2019 feels more daunting than welcoming.
The goals that loom before me, some I want to accomplish and some I need to check off, feel as massive as Everest.
I am overwhelmed, and when I am overwhelmed I would rather pull the covers over my head and delay the start of this day, month, and year by even just five minutes.
Can anyone relate?
Questions and doubts swirl in my head.
- What if I fail?
- What if there are not enough resources to accomplish x, y, or z?
- What if I disappoint so-and-so?
- What if I arrive at December 2019 in the same exact mental/physical/financial place?
- Or even worse, what if I lose more than I gain over the next 12 months?
When I give in to the insecurities and questions, I find myself paralyzed by doubt. And I lay in bed for far longer than I should.

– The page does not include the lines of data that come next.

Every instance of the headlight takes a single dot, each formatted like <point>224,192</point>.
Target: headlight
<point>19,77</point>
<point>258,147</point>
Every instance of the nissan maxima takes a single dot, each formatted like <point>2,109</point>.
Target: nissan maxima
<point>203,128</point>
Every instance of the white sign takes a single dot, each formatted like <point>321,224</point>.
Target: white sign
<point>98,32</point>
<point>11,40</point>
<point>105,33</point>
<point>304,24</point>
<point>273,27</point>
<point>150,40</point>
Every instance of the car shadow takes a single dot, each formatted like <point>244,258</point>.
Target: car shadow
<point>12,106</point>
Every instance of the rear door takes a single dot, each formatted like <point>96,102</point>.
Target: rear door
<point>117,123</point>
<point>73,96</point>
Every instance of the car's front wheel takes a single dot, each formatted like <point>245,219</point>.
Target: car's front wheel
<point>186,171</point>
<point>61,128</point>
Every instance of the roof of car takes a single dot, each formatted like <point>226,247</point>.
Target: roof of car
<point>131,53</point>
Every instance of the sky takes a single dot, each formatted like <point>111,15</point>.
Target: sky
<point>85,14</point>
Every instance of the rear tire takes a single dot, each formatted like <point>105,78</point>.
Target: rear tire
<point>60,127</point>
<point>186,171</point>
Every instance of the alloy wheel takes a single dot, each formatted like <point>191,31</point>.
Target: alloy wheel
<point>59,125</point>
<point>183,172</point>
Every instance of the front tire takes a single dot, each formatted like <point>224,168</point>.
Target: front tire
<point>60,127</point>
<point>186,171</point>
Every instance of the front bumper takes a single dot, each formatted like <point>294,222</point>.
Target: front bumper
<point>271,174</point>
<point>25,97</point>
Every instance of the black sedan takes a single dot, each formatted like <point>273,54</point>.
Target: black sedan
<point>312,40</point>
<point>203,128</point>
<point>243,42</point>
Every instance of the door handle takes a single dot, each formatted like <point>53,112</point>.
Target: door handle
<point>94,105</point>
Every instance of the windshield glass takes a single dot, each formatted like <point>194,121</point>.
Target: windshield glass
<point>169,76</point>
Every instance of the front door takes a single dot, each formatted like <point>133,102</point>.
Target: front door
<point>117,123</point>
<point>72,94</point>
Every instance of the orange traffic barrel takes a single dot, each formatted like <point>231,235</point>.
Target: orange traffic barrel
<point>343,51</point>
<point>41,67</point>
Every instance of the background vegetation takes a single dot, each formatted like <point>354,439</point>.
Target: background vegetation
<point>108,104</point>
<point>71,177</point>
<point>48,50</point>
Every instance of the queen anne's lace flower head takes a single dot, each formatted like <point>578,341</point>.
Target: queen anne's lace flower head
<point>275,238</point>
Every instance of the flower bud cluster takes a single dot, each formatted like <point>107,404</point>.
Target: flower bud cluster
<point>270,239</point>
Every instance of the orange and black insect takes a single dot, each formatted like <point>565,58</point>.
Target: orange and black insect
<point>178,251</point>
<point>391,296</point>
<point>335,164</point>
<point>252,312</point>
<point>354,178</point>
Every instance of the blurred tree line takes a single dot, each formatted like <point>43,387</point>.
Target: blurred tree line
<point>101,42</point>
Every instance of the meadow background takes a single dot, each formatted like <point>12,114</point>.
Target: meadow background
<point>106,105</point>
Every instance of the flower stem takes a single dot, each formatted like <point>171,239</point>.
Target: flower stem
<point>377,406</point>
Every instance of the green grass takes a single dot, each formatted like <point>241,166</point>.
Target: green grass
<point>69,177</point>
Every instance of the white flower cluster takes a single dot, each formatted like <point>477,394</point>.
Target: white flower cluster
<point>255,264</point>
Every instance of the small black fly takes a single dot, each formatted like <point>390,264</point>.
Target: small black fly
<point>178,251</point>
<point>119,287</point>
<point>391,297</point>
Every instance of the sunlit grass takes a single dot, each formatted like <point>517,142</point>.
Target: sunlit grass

As I finally threw the covers off and pulled myself out of bed this morning, I was taken back to my middle school days. There were many mornings of my junior high life that found me sitting next to my dad in the car and describing in great angst my dread of the day before me. His words? Every single time, without fail: “Just show up, Ab. Showing up is half the battle.”
Just show up. One foot in front of the other. Eventually, those footsteps will take me up that mountain.
I am reminded of one of my favorite quotes. These words, words I have taped to the back of my bedroom door, seem a fitting way to enter this New Year that I haven’t been even remotely eager to face. Maybe you will find these words a comfort as well:
“Above all, trust in the slow work of God.
We are quite naturally impatient in everything
to reach the end without delay.
We should like to skip the intermediate stages.
We are impatient of being on the way to something
unknown, something new.
And yet it is the law of all progress
that it is made by passing through
some stages of instability—
and that it may take a very long time.
And so I think it is with you;
your ideas mature gradually—let them grow,
let them shape themselves, without undue haste.
Don’t try to force them on,
as though you could be today what time
(that is to say, grace and circumstances
acting on your own good will)
will make of you tomorrow.
Only God could say what this new spirit
gradually forming within you will be.
Give Our Lord the benefit of believing
that his hand is leading you,
and accept the anxiety of feeling yourself
in suspense and incomplete.”
-Pierre Teilhard de Chardin
For those of you who, like me, are dreading 2019 more than cheering it into existence, I offer us two gentle reminders:
1. Just show up. As my dad always said, showing up is half the battle.
2. “Above all, trust in the slow work of God.”
I may not jump out of bed tomorrow with eagerness, but I will throw off the covers and plant my feet on the ground. I will show up, and I will try to remember that there is beauty to be found in the suspense of incompleteness. There is beauty to be mined from the mountain that looms before me. Without knowing what mountain stands before you, I would guess that you will find beauty on your journey as well. So let’s commit to finding it, shall we? Even if we have to dig down deep.